- Many organisations will face more infighting and us-versus- them internal approaches instead of uniting to face the coming hardships.
- As fears rise over the uncertainty and sad workplace eventualities, employees will look increasingly towards forming informal coalitions to represent and advocate for their perceived shared interests.
- Coalitions thrive as a means of collective influence in companies.
Demand for labour continues to shrink in the coronavirus era. The precipitous drop in consumer spending fails to improve materially, thus forecasting continued softening on wages throughout Kenya. As organisations lay strategy and plot to survive the economic conditions and forecasts, employee demands and expectations will fall against less and less distributable resources within firms.

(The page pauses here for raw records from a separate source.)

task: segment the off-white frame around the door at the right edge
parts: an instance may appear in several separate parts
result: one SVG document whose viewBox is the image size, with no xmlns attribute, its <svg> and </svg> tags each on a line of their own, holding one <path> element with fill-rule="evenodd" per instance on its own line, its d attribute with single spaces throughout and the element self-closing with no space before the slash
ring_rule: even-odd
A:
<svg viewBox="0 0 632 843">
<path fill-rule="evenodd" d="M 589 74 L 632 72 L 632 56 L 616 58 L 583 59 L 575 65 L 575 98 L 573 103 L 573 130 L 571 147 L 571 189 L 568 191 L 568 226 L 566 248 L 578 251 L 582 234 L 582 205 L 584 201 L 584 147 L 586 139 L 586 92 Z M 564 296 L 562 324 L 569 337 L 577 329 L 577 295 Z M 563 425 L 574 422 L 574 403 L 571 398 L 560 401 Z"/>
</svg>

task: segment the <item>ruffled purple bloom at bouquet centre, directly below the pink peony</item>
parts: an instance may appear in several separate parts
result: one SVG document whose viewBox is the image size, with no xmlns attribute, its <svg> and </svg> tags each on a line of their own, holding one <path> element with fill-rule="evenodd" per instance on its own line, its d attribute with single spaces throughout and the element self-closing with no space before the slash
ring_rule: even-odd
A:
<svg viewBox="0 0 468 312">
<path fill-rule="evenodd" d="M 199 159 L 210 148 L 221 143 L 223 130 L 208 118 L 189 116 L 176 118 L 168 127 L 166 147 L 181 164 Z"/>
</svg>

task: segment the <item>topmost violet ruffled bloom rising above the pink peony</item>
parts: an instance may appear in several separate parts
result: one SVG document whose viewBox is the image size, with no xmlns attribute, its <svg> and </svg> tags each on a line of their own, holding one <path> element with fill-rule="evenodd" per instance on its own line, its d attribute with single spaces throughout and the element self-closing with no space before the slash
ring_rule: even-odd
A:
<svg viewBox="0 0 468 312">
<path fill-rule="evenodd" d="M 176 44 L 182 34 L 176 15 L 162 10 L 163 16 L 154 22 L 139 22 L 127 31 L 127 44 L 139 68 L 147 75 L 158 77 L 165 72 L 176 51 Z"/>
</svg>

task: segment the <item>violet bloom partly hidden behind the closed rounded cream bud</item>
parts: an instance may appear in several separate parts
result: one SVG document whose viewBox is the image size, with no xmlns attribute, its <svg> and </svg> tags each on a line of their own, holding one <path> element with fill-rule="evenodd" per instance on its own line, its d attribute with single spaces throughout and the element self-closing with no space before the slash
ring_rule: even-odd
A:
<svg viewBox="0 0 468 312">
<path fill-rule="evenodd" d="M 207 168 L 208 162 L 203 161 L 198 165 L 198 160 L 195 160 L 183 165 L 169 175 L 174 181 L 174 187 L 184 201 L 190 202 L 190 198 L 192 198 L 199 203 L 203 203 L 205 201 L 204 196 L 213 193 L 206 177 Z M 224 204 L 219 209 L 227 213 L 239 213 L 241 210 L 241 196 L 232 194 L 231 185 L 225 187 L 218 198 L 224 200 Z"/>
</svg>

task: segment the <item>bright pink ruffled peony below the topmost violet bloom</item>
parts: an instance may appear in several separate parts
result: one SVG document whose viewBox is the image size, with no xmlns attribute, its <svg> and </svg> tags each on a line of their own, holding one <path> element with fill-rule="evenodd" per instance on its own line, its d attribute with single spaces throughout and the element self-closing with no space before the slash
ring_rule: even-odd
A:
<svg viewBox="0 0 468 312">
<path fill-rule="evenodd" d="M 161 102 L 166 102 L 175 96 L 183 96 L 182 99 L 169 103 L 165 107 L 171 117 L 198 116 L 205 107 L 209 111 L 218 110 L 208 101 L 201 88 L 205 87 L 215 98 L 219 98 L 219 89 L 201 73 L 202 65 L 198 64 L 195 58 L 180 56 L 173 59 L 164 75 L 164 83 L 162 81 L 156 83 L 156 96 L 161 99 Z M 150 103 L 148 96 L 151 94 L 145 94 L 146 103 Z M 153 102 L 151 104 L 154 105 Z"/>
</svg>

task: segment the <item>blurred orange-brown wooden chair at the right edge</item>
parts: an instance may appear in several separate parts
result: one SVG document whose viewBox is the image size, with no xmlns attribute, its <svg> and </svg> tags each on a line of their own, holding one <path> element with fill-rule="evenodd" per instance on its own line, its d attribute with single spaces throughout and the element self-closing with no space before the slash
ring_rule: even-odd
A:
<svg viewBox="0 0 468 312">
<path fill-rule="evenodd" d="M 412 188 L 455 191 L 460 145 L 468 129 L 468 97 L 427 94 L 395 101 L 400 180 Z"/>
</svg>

Many organisations will face more infighting and us-versus- them internal approaches instead of uniting to face the coming hardships. As fears rise over the uncertainty and sad workplace eventualities, employees will look increasingly towards forming informal coalitions to represent and advocate for their perceived shared interests.
Coalitions thrive as a means of collective influence in companies. Some entities champion worker coalitions while others try to stamp them out. Coalitions form more frequently when disagreements cannot be addressed or resolved through organisational policies, procedures, practices, or governance.
A coalition is markedly different from a team or a group since coalitions typically form short-term around one central theme and ignore other disagreements or dissimilarities between members. Inasmuch, coalitions often do not succeed in achieving their goals due to competing non-identical interests mixed with desires for personal gain surrounding the one main issue.
A brand-new study by Murad Mithani and Jonathan O’Brien compiles research conducted on forming coalitions in workplaces highlighting a negative force that frequently leads to the perceived necessity of coalitions: conflict.
Employees join workplace coalitions in a conflict with those who seem to most represent and enable their own self-regarding interests.
Different research by Henrich Greve found that, sadly, the conflict motivation for forming work coalitions often does not yield results in promoting the individual employee’s reasons for joining the coalition.
Workplace conflicts can occur as persistent and perpetual tugs of war between different types of employees, management and staff, or varying departments. In such situations, coalitions of employees subtly and often quietly manoeuvre with machinations often just under the surface over, perhaps, contexts, strategic decisions, routines, task structures, outcomes, or recurring over organisational resource distribution. Such longstanding mild conflicts can persist for years.
However, more acute conflicts can arise in the life of an organisation, whether as a result of external shocks such as national political changes, a global health pandemic like Covid-19, or new regulations affecting the firm that force the entity to change its working methods to remain resilient in a dynamic environment or internal challenges such as restructuring, new leadership, or changes in revenue streams.
These often one-off conflicts divide an organisation’s staff into three different categories. A minority of proactive or the most perceived aggrieved workers informally join a coalition as active members on the different sides of an issue and vigorously shape the activities of their coalition. Next, the silent majority might join a conflict alliance, but are not keenly engaged on the issues of the group. Finally, the silent plurality of employees often stands as neutral either to the conflict issue or undesirous to politicise the acute issue.
To gain power and prestige to win their cause against real or perceived grievance, the active coalition members will often use one of three tactics.
First, logical calm heads could prevail as various organisational coalitions put together well-reasoned arguments resplendent with facts, research, solutions, and ways forward. Unfortunately, most coalitions fail to follow the first path.
Next, emotional complaining, outbursts, and finger pointing dominate the approach of the second coalition type. While raising blood pressures and gaining attention, these tactics often do not yield results. Third, coalition active members and their informal leaders can employ political tactics, including dividing and conquering, insulting those outside their group, baiting and switching on facts, spreading rumours, and using the disinformation tactics of propaganda. These Machiavellian cunning manoeuvres can win short-term battles, but frequently yield deep medium and long-term interpersonal and organisational scars in their wake.
As the world convulses in the rubble of the coronavirus spiral with economic and government fallouts, competition for ever shrinking organisational resources will form more and more internal conflicts throughout the remainder of 2020 into 2021.
Inasmuch, how do you plan to approach conflict in your organisation? Will you go direct to your department heads, executives, or boards of directors to discuss solutions to your concerns? Alternatively, would you form bottom-up swells of grievance to form coalitions to attain or maintain what you desire? If forming coalitions, let us remember the power of facts, solutions, and well-reasoned arguments especially in the challenging times now and into the near future.